Well done, Jena!
As for starting your own foundation - it will be a bit different in the US but some principles are universal. Basically, if there are ten foundations each dealing with the same issue, then that is ten infrastructure costs, ten lots of registration costs etc. Or one foundation - and economies of scale can mean that the money is used more efficiently and a lot more can be done with more profile.
I used to do a lot of work for a charity. Another woman who used to be one of our workers left the group and started her own foundation. We found that fundraising was more difficult for us and also for her; the volunteer base halved; media had a more difficult time trying to work out who was who, and who was funding what. It was a real headache. Both foundations still exist, but hers is doing little more than providing information on the internet these days, it's faded back to nothing.

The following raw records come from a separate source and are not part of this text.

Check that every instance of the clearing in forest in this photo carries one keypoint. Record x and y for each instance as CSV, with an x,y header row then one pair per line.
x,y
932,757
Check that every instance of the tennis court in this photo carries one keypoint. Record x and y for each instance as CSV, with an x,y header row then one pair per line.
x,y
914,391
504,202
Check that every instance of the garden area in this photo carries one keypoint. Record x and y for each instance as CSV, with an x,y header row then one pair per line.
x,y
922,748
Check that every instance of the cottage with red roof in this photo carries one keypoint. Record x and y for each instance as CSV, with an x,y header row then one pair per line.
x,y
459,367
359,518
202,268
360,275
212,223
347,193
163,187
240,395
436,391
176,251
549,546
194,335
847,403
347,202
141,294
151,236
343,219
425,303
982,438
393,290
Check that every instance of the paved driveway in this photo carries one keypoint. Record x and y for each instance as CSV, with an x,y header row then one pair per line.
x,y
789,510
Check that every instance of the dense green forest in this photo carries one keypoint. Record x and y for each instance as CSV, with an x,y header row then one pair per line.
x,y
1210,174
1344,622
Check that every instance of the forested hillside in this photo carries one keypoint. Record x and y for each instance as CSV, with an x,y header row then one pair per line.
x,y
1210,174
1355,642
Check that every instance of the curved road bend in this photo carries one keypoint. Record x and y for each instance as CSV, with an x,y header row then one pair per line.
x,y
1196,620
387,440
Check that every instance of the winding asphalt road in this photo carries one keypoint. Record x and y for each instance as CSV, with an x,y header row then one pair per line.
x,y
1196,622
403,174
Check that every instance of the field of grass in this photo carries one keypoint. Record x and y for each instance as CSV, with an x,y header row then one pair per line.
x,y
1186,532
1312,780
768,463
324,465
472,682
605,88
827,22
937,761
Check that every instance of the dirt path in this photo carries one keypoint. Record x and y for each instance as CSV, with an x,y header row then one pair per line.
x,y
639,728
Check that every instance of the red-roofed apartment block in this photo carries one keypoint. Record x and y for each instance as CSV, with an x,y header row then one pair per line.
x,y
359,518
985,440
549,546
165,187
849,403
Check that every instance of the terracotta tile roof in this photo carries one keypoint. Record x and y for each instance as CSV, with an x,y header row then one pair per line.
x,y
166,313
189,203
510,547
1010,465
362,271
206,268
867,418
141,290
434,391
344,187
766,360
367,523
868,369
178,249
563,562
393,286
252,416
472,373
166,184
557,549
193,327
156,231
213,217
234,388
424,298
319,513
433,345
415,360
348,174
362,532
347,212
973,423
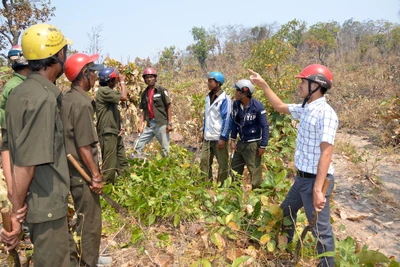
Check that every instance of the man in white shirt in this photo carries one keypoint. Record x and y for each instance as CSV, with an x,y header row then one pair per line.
x,y
314,148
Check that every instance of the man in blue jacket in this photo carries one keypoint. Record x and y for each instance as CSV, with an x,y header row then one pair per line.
x,y
249,120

Teamwork is always a better way to go. And charities do not need to be in competition with one another. In fact, we used to have a combined charities event in Sydney, the networking experience was marvellous. Our little charity got to work as a team with the big players, we learned a lot and got to piggyback on some really useful publicity opportunities. The thing is - people will donate to charity anyway. Some will donate to cancer charities, some to MS, some to dyslexia - it all depends mostly on what moves people. The cancer dollar is not stealing from the MS dollar, different people fund these. So the cancer people can be supportive of the MS people and vice versa - it all goes to help people. Being able to lose that sense of competition between charities was marvellously freeing.